Mouse germline stem cell collection

To isolate and purify SSCs from mice, the testes of 50 male mice (Mvh-Cre; mT/mG mice, 6 days old) were collected and cut into small pieces. Then, SSCs were isolated by two-step enzymatic digestion, as mentioned previously20. After passing through a 13-µm nylon cell filter, the GFP-positive cells were sorted by flow cytometry (Fig. 1a). Lastly, GFP-positive cells were suspended in PBS and plated in 35 mm cell culture plate precoated with mouse laminin (4.4 µg/cm2). After incubated for 45 min at 37 °C, unbound cells were removed from bound cells by pipetting, and stored at −80 °C with proper amount of TRIzol reagent added. Fifty male mice were divided into 3 groups (16 or 17 mice for each group). All SSCs samples were collected in one day.
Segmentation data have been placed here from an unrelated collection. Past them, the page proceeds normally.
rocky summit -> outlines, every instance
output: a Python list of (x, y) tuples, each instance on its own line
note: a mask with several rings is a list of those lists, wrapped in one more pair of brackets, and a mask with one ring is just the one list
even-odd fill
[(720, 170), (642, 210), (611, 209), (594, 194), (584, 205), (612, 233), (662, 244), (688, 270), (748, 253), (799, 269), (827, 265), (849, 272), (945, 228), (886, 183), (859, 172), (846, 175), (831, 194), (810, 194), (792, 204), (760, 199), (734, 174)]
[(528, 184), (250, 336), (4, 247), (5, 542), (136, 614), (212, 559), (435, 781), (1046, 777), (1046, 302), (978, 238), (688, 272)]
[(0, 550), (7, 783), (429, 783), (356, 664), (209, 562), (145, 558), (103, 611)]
To isolate and purify FGSCs from mice, the ovaries of 500 female mice (Mvh-Cre; mT/mG mice, 6 days old) were collected and cut into small pieces. Then, FGSCs were isolated by two-step enzymatic digestion, as mentioned previously10,21. After passing through a 13-µm nylon cell filter, the GFP-positive cells were sorted by flow cytometry (Fig. 1b). Lastly, GFP-positive cells were suspended in PBS and plated in 35 mm cell culture plate precoated with mouse laminin (4.4 µg/cm2). After incubated for 45 min at 37 °C, unbound cells were removed from bound cells by pipetting, and stored at −80 °C with proper amount of TRIzol reagent added. Five hundred female mice were divided into 3 groups (160–170 mice for each group). Each group of FGSCs samples were collected in 1 day.

Fig. 1
Fig. 1

Isolation and purification of mouse SSCs and FGSCs. (a) Representative examples of SSCs purification with FACS and morphology of SSCs under fluorescence microscopy after purification. (b) Representative examples of FGSCs purification with FACS and morphology of FGSCs under fluorescence microscopy after purification. Scale bars: 20 μm.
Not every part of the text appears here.